Martha schaut das Mädchen prüfend an. „Weißt du, Kind, du musst wissen, dass meine Schwester schön war, sehr schön sogar. Mit ihren langen dunklen Haaren, ihren großen Augen und ebenmäßigen Zügen war sie gewiss die schönste Magd in ganz Bethanien. Wenn sie Räubern in die Hände gefallen wäre, hätten diese sie für viel Silber als Sklavin verkaufen können. Und es war ja nicht so, dass man Maria leicht übersehen hätte, dass sie unscheinbar gewesen wäre. Sie verhielt sich zwar oft still und abseits, aber mir entging nicht, dass sie sofort die Augen sämtlicher Burschen auf sich zog, wenn sie irgendwo erschien. Ich glaube nicht, dass sie das selbst bemerkte. Zu sehr hing sie wohl ihren eigenen Empfindungen, ihren Träumen und Ahnungen nach.“

„Aber es ist nichts passiert, oder?“

Es dauert einen Augenblick, bis Martha versteht, was Ada meint. „Nein. Nein, sie wurde nicht geraubt. Und sie selbst hatte auch gar keine Sorge, dass ihr Schlimmes zustoßen könnte. Sie war da sehr zuversichtlich und voller Vertrauen auf Gott. Mehr als einmal sagte sie mir, dass ihr Leben in der Hand Jahwes läge, dass Er alleine bestimme, was ihr widerfahre, und dass ich daran nichts würde ändern können. Wenn sie so sprach, kam sie mir manchmal unerträglich leichtgläubig und kindlich vor. Dann entrüstete und fragte ich mich, wie sie bloß meinen konnte, dass Gott eine einfache Magd wie sie behüten würde. Aber es war möglich, dass schon wenig später meine Empörung in Bewunderung umschlug, denn es beeindruckte mich doch die Tiefe und Reinheit ihres Vertrauens.“

„Es hat ihr aber nichts genutzt, oder, denn sie ist ja jetzt tot.“ Kaum hat Ada ihre Erwiderung geäußert, da senkt sie erschrocken das Haupt. Jetzt wo das harte Wort ertönt ist, wird ihr klar, dass sie ungeziemend gesprochen hat.
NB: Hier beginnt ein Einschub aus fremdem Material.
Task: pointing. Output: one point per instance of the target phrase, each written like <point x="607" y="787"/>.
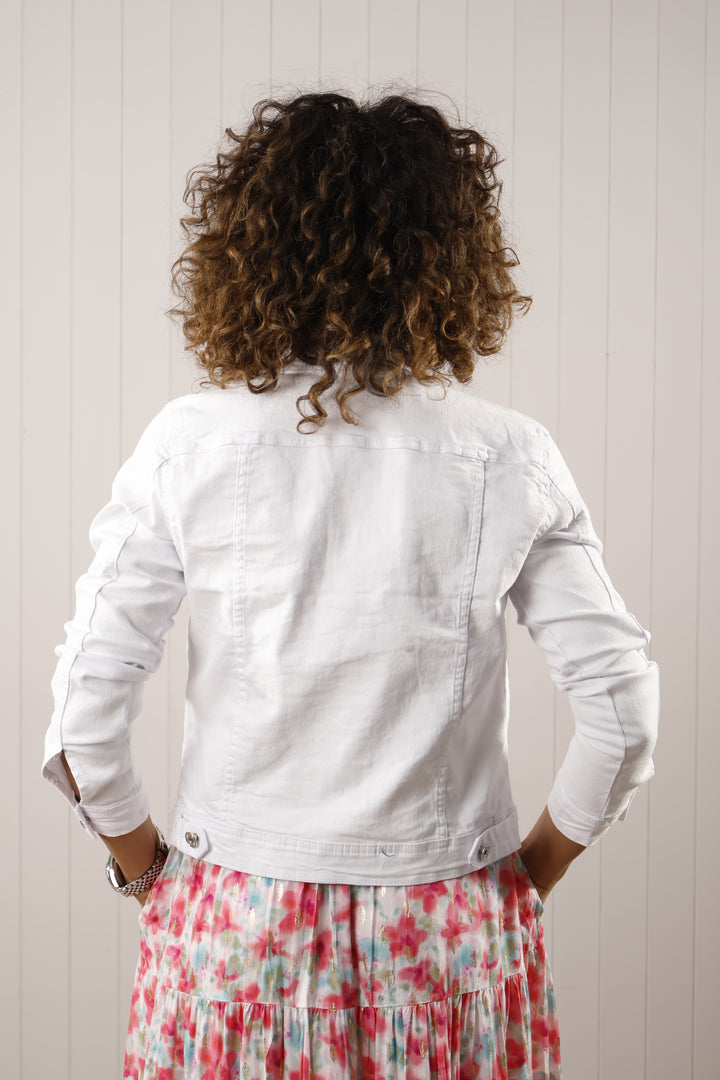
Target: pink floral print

Da lacht Martha kurz auf, als sie die Tochter so freiheraus und unbedacht reden hört. „Meinst du denn, Kind, dass wir zu Gott beten, damit wir nicht sterben müssen? Soll Gott etwa dafür sorgen, dass wir für immer an unseren Leib gekettet sind? Vielleicht hat sich Marias Glauben gerade in der Stunde ihres Todes erfüllt. Was wissen wir schon? Hat nicht der Gesalbte gesagt, dass das Weizenkorn in die Erde fallen und ersterben muss, um eine neue Frucht hervorzubringen?“

3

„Bald trug ich erneut ein Kind unter dem Herzen und im Monat Tammuz brachte ich einen weiteren Sohn zur Welt. Es war eine schwülwarme Nacht, als plötzlich die Niederkunft einsetzte und meine Mutter nach der Wehfrau schickte. Unglücklicherweise war die Geburtshelferin gerade im Nachbardorf und es dauerte mehrere Stunden, bis sie endlich an meinem Lager erschien. Meine Mutter hatte inzwischen festgestellt, dass das Kind falsch herum im Leib lag und gedreht werden musste. Das war nicht ganz einfach. Die Geburt zog sich bis in die Morgenstunden hin. Danach war ich sehr erschöpft. Aber schon nach vier oder fünf Tagen stand ich wieder auf den Beinen und packte mit an, denn es war Erntezeit und es gab viel zu tun. Ich war so töricht zu glauben, dass die anderen meine Hände nicht entbehren konnten. Außerdem war ich mir sicher, dass die anstehenden Arbeiten keinen Aufschub dulden würden. Die älteren Frauen rieten mir zwar zur Vorsicht und mahnten mich zur Ruhe. Aber da ich gewohnt war beharrlich und zuverlässig zu arbeiten, schlug ich ihre Bedenken und Warnungen in den Wind. Letzten Endes jedoch musste ich für meine unüberlegte Eile einen hohen Preis bezahlen.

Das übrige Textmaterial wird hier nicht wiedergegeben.